I deputati regionali di Sud chiama Nord hanno presentato un’interrogazione urgente al Presidente della Regione Siciliana e all’Assessore alle Autonomie Locali per chiedere misure immediate in merito al gravissimo e illegittimo scioglimento del Consiglio comunale di Alimena.
La vicenda trae origine dalla deliberazione con cui, nel giugno 2025, il Consiglio comunale aveva eletto il proprio Presidente applicando un criterio non previsto dalla normativa. Tale atto è stato annullato dal TAR Sicilia con sentenza n. 2389 del 21 ottobre 2025, a seguito del ricorso presentato dai consiglieri di Sud Chiama Nord Di Gangi, Macaddino e Geraci.
Successivamente, anche il CGA Sicilia, con sentenza n. 1009 del 17 dicembre 2025, ha confermato integralmente la decisione, rendendo definitiva la pronuncia.
Nonostante ciò, il corretto funzionamento del Consiglio comunale è stato sistematicamente impedito dal Segretario comunale e dal Sindaco, che hanno bloccato più convocazioni dell’Aula, paralizzando l’attività istituzionale e ostacolando l’esecuzione delle sentenze.
Come se non bastasse, invece di consentire la ricostituzione dell’organo mediante surroga dei consiglieri dimissionari, il Sindaco ha indotto alle dimissioni gli ultimi componenti della sua maggioranza e, con propri atti amministrativi, ha dichiarato decaduto l’intero Consiglio comunale, arrivando perfino a vietare ai consiglieri di esercitare il proprio mandato.

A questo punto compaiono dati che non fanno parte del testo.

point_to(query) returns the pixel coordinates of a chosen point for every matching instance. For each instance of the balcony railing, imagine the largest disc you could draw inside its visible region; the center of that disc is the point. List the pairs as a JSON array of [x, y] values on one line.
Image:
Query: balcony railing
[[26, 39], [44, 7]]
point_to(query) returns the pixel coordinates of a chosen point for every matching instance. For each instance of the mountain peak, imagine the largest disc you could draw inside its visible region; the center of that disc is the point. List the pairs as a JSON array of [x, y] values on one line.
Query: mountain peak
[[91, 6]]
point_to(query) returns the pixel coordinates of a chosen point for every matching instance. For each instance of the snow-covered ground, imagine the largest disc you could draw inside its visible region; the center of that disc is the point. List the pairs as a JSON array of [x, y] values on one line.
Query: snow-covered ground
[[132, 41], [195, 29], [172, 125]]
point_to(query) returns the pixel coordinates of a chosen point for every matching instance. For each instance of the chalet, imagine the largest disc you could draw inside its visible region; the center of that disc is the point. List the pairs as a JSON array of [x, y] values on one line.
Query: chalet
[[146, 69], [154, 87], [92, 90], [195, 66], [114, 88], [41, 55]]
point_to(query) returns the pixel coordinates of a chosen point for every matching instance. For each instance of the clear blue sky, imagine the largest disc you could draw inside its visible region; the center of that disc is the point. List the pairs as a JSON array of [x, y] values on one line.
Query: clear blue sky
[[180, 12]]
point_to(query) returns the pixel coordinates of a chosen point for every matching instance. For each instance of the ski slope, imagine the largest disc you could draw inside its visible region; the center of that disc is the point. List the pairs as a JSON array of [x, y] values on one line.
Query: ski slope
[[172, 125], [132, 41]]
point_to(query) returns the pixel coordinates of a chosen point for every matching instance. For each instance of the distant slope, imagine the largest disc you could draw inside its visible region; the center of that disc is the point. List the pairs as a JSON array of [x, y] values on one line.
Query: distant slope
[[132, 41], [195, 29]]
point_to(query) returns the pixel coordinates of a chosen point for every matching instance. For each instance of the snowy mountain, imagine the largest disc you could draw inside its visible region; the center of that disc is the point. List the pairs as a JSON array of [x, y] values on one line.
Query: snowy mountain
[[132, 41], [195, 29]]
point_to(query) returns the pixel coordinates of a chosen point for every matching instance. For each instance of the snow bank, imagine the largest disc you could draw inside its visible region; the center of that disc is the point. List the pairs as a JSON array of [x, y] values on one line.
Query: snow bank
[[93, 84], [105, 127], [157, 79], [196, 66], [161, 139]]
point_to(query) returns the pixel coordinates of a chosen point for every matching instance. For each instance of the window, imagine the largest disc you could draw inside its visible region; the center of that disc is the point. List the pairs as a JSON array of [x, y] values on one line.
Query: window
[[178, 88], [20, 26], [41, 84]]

Una condotta definita dai deputati gravissima e contraria alla legge:
“La normativa è chiarissima: lo scioglimento del Consiglio comunale non può essere disposto da un Sindaco. Le sue determinazioni sono radicalmente nulle e rappresentano una vera e propria usurpazione di funzioni regionali. In più, nel caso di Alimena la surroga è possibile e la decadenza del Consiglio non sussiste sotto alcun profilo giuridico.”
I deputati sottolineano anche il danno economico prodotto alla comunità:
“L’ostinazione dell’Amministrazione comunale nel difendere atti già dichiarati illegittimi ha determinato un contenzioso che è costato al Comune oltre 11.000 euro di soldi pubblici. Una gestione irresponsabile che potrebbe configurare gravi profili di danno erariale.”
Nell’interrogazione, sud chiama Nord chiede al Governo regionale di:
- verificare le violazioni di legge commesse
- accertare il danno economico subito dalla collettività
- valutare i profili di abuso di potere del Sindaco
- dichiarare nullo ogni atto illegittimo di scioglimento adottato dal primo cittadino
- assumere immediate iniziative per ristabilire legalità e democrazia istituzionale
“Ad Alimena è stato violato lo Stato di diritto. Le sentenze dei tribunali non possono essere calpestate e le istituzioni democratiche non possono essere cancellate per convenienza politica. Il Consiglio comunale va immediatamente rimesso nelle condizioni di operare, nel pieno rispetto della legge e dei cittadini.”
Sud Chiama Nord annuncia infine che continuerà a vigilare affinchè non venga consentito alcun precedente pericoloso per la vita democratica degli enti locali siciliani.